If there is one compliment I can give the writer of this book, it’s going to be his hold on expression. After reading this book, all I wanted to do is drop everything in front of me, walk to the airport and buy a plane ticket to Nairobi. The picture the book paints is very thrilling and one most people would like to explore.
Just like every author that writes about Africa, the author of this book sheds some light on key issues such as racism, prejudice, culture, wrong perceptions and diversity. However, unlike every author, he also hits on how different an African American was from an African. The general misconception that people would relate better because of the colour of their skin was one myth this book dealt with.

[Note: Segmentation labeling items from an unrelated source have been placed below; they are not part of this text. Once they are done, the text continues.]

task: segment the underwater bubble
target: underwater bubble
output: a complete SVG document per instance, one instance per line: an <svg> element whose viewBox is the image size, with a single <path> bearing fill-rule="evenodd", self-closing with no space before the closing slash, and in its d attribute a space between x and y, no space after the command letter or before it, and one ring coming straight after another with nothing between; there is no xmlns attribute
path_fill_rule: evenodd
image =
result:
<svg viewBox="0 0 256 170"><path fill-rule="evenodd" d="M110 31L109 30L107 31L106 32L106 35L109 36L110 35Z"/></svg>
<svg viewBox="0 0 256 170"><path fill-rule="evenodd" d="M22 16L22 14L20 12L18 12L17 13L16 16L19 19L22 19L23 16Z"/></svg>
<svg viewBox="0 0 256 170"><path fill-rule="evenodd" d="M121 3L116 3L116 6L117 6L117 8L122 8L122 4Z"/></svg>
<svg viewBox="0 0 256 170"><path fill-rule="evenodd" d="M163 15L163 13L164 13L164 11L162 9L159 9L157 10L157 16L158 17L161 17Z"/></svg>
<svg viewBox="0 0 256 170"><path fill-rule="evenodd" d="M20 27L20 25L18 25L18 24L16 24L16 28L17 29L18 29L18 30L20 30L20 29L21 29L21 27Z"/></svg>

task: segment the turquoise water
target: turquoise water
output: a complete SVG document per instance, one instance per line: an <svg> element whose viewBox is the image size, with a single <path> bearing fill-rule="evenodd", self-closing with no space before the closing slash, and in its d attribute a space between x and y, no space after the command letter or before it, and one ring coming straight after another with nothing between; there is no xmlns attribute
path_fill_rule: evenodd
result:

At the beginning of the book, Ishmael, the detective, thought he would relate better with the African professor and the Kenyans he met in Nairobi. He was shocked to see that most of what he knew to be true wasn’t. This is a perfect edge I find that this book has. On another note, this book stands to reveal political and social issues that face the black man in society. Detective Ishmael who is the narrator in the book, talks about the dangers a black man faces in the United States of America.
However, just like many writers, the author of this book wasn’t too conving based on the fact that a lot of loopholes exist in the book. I tell my friends that the only reason loopholes exist like this is because fiction writing isn’t as easy as it seems and without proper research, it can be very chaotic.
First, the probability of a small town police department sending its detective all the way to Africa on a very shady phone call is unrealistic. I get that the author wanted to keep the book light, but it wouldn’t take a whole chapter to come up with a better reason the police department could send its detective to another continent for an ongoing, priority case. Second, it was hard to connect to the lead character as an African American. The waverly feeling would have the reader constantly forgetting that he isn’t actually from Nairobi. Third, the author fails to tell us which time this book is placed in. Since he referred to Joshua’s contributions in the Rwandan genocide, we are left to determine that this is a time somewhat in the last 20 years. However, the picture he paints of the KKK’s activities in the USA did not tally with the era. Also, references to minor details like fax machines, makes me think the story was dated before the Rwandan genocide ever took place. To effectively hold your readers, an image must be successfully created. If an author fails to present the time of the image, it becomes distorted. This was a major issue for me in this book.
Like I said before, fiction writing is as hard as it gets, because the author not only has to be creative but also specific and coherent. Notwithstanding, this was an incredible book to read and it really did hold my attention because it touched very valid social issues. It serves as a portal to knowing a little about Nairobi and its people. If you’re having a free weekend with little or nothing to do, this is a little book that would do justice to your time.